これは「ただの官僚主義、あるいは裏切り」の結果だと主張した。
バフムートがどうなるにせよ、ある当局者は、ロシア側の動きが「失速」していると考えていると述べた。ウクライナの同盟国の間では、この戦闘によってロシア政府が近い将来、意味のある前進を遂げる可能性が失われたという、明確な希望が広がっている。
ある西側当局者は、バフムートでの戦闘は「極めて小さな戦術的出来事」であり、「どちらの側にとっても」戦略的意義はないとした。
ロシアのショイグ国防相は「アルチョモフスク(バフムートのロシア語名)の解放に向けた活動は続いている」とし、これが突破口になるだろうと、テレグラムに投稿した。

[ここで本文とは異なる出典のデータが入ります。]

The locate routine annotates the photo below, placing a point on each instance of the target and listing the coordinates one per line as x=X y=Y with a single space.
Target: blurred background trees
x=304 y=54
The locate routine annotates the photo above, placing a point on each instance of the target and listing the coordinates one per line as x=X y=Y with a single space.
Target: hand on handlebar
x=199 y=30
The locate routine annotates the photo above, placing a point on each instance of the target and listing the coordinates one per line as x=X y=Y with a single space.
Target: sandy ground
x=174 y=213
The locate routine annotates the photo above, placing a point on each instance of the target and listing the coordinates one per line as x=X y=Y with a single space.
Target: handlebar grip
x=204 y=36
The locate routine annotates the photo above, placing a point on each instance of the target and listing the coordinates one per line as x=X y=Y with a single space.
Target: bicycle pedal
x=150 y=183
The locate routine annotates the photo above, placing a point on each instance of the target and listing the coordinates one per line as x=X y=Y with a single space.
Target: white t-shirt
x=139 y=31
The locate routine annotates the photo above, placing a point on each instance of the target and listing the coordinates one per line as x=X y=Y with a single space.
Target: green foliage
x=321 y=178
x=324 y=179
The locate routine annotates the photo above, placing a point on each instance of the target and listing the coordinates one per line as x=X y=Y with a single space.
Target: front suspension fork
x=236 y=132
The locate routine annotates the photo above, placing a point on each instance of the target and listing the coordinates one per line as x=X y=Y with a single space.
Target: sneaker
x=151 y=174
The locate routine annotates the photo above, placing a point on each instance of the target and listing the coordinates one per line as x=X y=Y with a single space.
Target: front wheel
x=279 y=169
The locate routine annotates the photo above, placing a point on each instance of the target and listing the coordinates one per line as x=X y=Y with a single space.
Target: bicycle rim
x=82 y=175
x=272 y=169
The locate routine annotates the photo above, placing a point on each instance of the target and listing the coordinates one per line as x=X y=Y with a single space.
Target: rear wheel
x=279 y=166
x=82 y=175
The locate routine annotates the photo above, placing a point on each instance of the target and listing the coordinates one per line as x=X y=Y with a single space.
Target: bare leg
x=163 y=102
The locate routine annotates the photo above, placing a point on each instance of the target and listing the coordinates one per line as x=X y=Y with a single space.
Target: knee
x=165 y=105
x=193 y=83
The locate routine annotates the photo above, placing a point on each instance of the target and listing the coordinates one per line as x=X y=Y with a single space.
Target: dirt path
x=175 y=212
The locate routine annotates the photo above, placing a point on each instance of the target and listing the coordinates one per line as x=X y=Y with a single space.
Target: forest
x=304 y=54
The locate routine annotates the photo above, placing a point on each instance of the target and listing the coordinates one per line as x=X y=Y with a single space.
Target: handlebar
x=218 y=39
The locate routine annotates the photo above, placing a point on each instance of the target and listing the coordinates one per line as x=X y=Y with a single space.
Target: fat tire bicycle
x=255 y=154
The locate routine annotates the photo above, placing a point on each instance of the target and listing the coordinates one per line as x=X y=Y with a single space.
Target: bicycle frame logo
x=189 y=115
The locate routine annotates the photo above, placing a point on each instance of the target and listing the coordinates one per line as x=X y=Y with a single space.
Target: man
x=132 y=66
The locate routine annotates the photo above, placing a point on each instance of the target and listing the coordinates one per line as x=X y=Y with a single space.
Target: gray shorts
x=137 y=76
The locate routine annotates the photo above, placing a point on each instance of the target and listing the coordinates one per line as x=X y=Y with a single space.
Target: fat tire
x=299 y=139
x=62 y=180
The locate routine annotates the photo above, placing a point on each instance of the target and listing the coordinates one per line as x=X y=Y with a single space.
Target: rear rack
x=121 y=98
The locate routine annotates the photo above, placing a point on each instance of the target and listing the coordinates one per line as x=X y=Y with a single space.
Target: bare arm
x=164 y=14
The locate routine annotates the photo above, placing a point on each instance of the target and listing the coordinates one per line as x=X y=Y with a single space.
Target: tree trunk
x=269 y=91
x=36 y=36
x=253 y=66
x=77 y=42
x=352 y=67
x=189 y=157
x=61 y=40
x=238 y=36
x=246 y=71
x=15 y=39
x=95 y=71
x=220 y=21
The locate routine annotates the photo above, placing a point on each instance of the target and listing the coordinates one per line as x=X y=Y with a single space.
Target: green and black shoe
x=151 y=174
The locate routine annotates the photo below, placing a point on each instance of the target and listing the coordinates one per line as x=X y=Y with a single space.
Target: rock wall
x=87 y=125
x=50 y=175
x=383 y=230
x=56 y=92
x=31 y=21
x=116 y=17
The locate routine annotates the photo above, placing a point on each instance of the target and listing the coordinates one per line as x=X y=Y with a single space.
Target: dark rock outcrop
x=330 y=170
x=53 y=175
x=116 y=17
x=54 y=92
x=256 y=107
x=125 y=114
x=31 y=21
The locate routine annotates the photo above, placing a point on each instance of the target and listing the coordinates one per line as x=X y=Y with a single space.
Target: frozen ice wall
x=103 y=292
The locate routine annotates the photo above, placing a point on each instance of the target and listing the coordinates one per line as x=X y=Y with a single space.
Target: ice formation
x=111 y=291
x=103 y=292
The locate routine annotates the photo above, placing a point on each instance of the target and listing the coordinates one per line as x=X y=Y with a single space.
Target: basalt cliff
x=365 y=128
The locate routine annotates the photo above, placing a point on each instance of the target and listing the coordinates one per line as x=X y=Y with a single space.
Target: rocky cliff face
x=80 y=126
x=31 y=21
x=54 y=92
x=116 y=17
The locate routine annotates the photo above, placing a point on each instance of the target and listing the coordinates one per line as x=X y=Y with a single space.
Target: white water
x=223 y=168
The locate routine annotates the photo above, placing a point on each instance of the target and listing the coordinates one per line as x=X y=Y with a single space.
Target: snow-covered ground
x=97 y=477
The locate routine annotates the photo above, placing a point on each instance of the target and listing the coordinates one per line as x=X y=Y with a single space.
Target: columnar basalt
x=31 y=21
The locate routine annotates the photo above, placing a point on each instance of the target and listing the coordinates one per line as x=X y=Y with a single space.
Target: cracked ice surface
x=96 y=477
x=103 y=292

「この街はドンバス地方にとどまるウクライナ軍にとっての重要な防衛拠点だ」
「この街を制圧すれば、ウクライナ軍の防衛線へのさらなる攻勢が可能になる」
しかし西側当局によると、現在、ロシアが広範囲に攻勢をかける兆候は見られない。
また、ロシアのウクライナ侵攻を統括するワレリー・ゲラシモフ総司令官が「プレッシャーにさらされている」とした。
「彼が主導権を取り戻すのは難しいようにみえる」
ウクライナ政府を支援する西側当局が、ロシア政府の作戦はうまくいっていないと示唆したのは、今回が初めてではない。昨秋にウクライナが電光石火の反攻を実施した際にも、同様の主張がなされた。
今冬にロシアが獲得した領土は極めて小規模だった。
こうした中、ウクライナは西側諸国から、戦車や装甲車といった軍事装備を新たに供与されており、早ければ5月にも実施するであろうロシアに対する攻勢に向け、計画を立てている。